Bfc preussen stoppt erfurt – jubiläumsfeier getrübt

Der BFC Preussen hat dem FC Rot-Weiß Erfurt die 60-Jahr-Feier vermiest und mit einem knappen 1:0-Sieg im Steigerwald-Stadion für eine unerwartete Überraschung gesorgt. Die Thüringer, favorisiert in dieser Partie, scheiterten trotz dominanter Phasen und einer Reihe hochkarätiger Chancen am abgeklärten Spiel der Berliner.

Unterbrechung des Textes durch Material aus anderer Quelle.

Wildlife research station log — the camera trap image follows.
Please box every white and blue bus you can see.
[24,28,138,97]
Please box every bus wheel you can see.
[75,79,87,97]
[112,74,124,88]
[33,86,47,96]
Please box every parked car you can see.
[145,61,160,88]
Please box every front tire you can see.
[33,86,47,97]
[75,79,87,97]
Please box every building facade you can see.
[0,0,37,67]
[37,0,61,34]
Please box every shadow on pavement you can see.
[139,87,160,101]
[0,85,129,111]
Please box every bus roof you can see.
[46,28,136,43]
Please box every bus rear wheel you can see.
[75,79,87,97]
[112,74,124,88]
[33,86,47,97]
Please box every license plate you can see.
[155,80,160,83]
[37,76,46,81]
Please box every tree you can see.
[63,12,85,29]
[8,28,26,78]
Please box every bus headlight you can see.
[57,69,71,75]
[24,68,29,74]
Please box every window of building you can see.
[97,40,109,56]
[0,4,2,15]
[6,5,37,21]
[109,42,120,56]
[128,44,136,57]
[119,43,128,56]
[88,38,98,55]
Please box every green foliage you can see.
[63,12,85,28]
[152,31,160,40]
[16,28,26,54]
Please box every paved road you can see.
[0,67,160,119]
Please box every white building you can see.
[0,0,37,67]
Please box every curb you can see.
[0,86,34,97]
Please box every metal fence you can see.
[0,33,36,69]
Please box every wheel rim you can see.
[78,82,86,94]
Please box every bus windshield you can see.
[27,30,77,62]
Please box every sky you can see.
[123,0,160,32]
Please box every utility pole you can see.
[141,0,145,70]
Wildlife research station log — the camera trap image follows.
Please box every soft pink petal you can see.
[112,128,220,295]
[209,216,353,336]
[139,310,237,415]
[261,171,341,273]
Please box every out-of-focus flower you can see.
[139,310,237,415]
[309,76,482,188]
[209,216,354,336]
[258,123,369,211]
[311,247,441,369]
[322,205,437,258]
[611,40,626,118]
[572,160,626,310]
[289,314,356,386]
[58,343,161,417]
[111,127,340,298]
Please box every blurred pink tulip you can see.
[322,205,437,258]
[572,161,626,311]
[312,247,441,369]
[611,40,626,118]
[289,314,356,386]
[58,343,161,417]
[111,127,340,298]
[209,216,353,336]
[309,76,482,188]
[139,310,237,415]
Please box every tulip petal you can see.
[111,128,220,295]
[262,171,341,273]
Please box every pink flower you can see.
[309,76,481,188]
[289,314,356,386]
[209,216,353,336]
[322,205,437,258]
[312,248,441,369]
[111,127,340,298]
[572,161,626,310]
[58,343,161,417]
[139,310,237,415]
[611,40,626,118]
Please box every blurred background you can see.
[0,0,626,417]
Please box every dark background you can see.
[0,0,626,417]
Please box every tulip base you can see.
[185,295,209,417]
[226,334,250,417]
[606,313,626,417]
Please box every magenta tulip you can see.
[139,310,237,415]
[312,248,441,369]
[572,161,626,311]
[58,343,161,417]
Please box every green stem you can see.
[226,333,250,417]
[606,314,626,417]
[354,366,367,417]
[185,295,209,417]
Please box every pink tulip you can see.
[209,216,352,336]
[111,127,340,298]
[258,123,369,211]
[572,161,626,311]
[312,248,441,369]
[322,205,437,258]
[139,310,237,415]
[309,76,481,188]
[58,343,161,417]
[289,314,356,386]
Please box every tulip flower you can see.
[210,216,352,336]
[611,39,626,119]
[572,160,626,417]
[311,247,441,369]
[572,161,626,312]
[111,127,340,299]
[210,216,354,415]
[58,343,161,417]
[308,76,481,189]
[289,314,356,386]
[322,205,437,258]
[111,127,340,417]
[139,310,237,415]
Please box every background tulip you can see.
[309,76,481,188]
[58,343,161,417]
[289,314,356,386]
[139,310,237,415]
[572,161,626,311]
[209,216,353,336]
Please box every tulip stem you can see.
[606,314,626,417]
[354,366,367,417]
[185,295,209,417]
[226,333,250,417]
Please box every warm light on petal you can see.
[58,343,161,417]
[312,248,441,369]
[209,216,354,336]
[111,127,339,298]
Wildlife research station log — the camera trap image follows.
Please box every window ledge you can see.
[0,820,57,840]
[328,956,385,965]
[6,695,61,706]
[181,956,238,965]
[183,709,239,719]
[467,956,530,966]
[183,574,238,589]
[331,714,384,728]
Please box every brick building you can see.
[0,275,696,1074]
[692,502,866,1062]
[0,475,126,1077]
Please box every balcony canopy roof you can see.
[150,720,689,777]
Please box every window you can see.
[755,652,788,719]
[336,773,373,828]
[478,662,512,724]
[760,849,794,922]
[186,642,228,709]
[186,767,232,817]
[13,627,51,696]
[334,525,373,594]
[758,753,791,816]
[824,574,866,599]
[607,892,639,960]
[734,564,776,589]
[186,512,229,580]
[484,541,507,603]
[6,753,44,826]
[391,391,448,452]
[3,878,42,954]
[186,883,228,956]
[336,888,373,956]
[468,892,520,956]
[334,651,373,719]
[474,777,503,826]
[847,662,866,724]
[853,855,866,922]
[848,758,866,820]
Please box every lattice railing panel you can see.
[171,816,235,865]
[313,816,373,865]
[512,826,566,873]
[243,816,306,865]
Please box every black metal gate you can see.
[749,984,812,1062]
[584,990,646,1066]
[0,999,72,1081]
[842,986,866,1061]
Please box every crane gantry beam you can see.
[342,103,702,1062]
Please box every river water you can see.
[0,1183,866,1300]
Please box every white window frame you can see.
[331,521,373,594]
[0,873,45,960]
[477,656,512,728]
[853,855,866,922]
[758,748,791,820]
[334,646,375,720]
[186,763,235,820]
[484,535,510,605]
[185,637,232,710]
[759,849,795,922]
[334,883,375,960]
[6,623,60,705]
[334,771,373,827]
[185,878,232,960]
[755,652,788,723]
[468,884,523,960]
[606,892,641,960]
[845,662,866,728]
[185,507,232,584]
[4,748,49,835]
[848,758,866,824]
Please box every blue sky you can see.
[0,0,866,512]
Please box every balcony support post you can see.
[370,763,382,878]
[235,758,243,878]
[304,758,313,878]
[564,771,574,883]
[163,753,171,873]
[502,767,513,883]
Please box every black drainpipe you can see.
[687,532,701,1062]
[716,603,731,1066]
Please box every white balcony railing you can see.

Die gerber-elf vergab zu viele gelegenheiten

Die gerber-elf vergab zu viele gelegenheiten

Bereits in der 5. Minute gelang Nikolas Frank die Führung für den BFC nach Vorarbeit von Oluwaseunnla Adenkule. Erfurt war geschockt, fing sich aber schnell wieder und drängte auf den Ausgleich. Maxime Awoudja (13.) und Obed Ugondu (45.) hatten Möglichkeiten, scheiterten aber an der Präzision oder am starken Torhüter Karl Albers.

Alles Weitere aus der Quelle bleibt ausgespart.